Best practices for multi-script families

Is it recommended to separate font families by script? I see some multi-script families choose to split into different fonts per script (Futura Latin, Futura Cyrillic, Futura Georgian) and other times everything is under one umbrella (Futura, which supports Latin, Cyrillic, and Georgian in the same package). I’m guessing the difference in vertical metrics of certain scripts is a leading reason behind splitting families. Alongside file size for web fonts, perhaps?

For those that do create separate families, do you include other script’s characters in that font? Example: Does Futura Arabic only contain Arabic characters? To type an English word would you need Futura Latin? Or are there some common characters that all scripts will include, such as a basic ASCII character set?

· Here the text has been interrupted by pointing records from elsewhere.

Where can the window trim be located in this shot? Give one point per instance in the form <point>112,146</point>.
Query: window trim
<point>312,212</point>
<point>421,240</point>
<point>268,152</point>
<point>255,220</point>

[I’m not actually discussing Futura, just using it as a generic typeface name]

Comments

  • Nick Shinn
    Nick Shinn Posts: 2,339
    edited 4:55AM
    I recommend putting Latin, Cyrillic and Greek in the same font, on the principle that it’s easier for foundry, reseller (if any) and customer to manage and negotiate.
    I did once split up a family by script, but the proliferation of files was daunting. Others might find it easier.

    However, if there is a particular non-Latin language/script market that you are targeting, that might merit a single-script format for it.